Murray Hogg, managing director of Tyneside-based haulier Murray Hogg, says that with customers throughout the UK, there is rarely a need to turn to outside sources for backloads anyway. Jane Alexander, general manager of Denholm International Freight in Felixstowe, reckons there are already too many companies chasing the same business. "The way I look at it is to let them fight it out for a year or two and see who is left," she says.

But Glywn Warth, transport manager of Peterborough-based JA Hutchinson Haulage, says he has found the Internet is the best way to find return loads: "We went on about 14 months ago and it has certainly found us a devil of a lot of new contacts; they have increased by over t00%."

Hutchinson uses Roadrunner On Line, which is run by Road Tech Computer Systems. Road Tech managing director Derek Beevor questions how the new Internet businesses will work: "They are saying they will try to reduce your transport costs by forcing everyone into a Dutch auction; you keep bidding the price down until everyone is out." The danger, according to Beevor, is that by the time the lowest bidder has been established, he will already have found work elsewhere.

New contacts

Internet companies such as DRL Load-Link say trust will be a problem when new contacts are made. "There is a suspicion among customers that it is any old company picking their load up," says managing director Les Paton. "There are a huge number of cowboys out there and it only takes one to rip somebody off and the whole thing gets a bad name."

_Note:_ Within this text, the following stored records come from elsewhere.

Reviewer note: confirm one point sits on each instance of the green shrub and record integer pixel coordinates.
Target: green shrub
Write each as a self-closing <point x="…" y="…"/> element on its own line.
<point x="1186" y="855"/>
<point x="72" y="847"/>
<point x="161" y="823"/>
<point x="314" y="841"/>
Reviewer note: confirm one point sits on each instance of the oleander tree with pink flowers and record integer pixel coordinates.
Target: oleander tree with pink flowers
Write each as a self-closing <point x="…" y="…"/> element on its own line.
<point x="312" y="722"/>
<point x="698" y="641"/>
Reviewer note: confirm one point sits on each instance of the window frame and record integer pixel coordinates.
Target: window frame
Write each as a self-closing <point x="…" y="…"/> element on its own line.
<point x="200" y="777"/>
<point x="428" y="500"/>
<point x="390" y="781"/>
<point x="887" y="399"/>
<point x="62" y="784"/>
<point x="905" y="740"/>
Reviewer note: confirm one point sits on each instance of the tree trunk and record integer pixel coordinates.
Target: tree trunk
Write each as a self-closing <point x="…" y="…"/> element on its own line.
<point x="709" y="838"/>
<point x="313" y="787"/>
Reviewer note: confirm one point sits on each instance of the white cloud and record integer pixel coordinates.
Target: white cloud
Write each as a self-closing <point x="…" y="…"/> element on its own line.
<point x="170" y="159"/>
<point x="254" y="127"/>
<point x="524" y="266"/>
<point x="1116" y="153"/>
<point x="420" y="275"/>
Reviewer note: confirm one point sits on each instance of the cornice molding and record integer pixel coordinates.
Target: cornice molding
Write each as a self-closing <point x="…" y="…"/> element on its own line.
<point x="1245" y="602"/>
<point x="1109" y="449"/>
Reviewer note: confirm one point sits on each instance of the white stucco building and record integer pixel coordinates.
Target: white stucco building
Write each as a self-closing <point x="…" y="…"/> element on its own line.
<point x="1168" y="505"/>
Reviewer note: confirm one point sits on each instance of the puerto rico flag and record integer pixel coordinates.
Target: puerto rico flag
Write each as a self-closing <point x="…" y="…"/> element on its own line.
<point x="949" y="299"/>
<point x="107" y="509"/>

He says potential users will be vetted and offenders will be blacklisted to maintain LoadLink's integrity.

But Teleroute's McHugh believes the precautions used for trading on the Internet should be just the same as with any other form of communication.

"If you see a load from a company in the southern Mediterranean, you might say no, because it's so remote," he says. "If you see the same name quite a lot, you might phone them up to find out more. The need for commercial nous has not changed."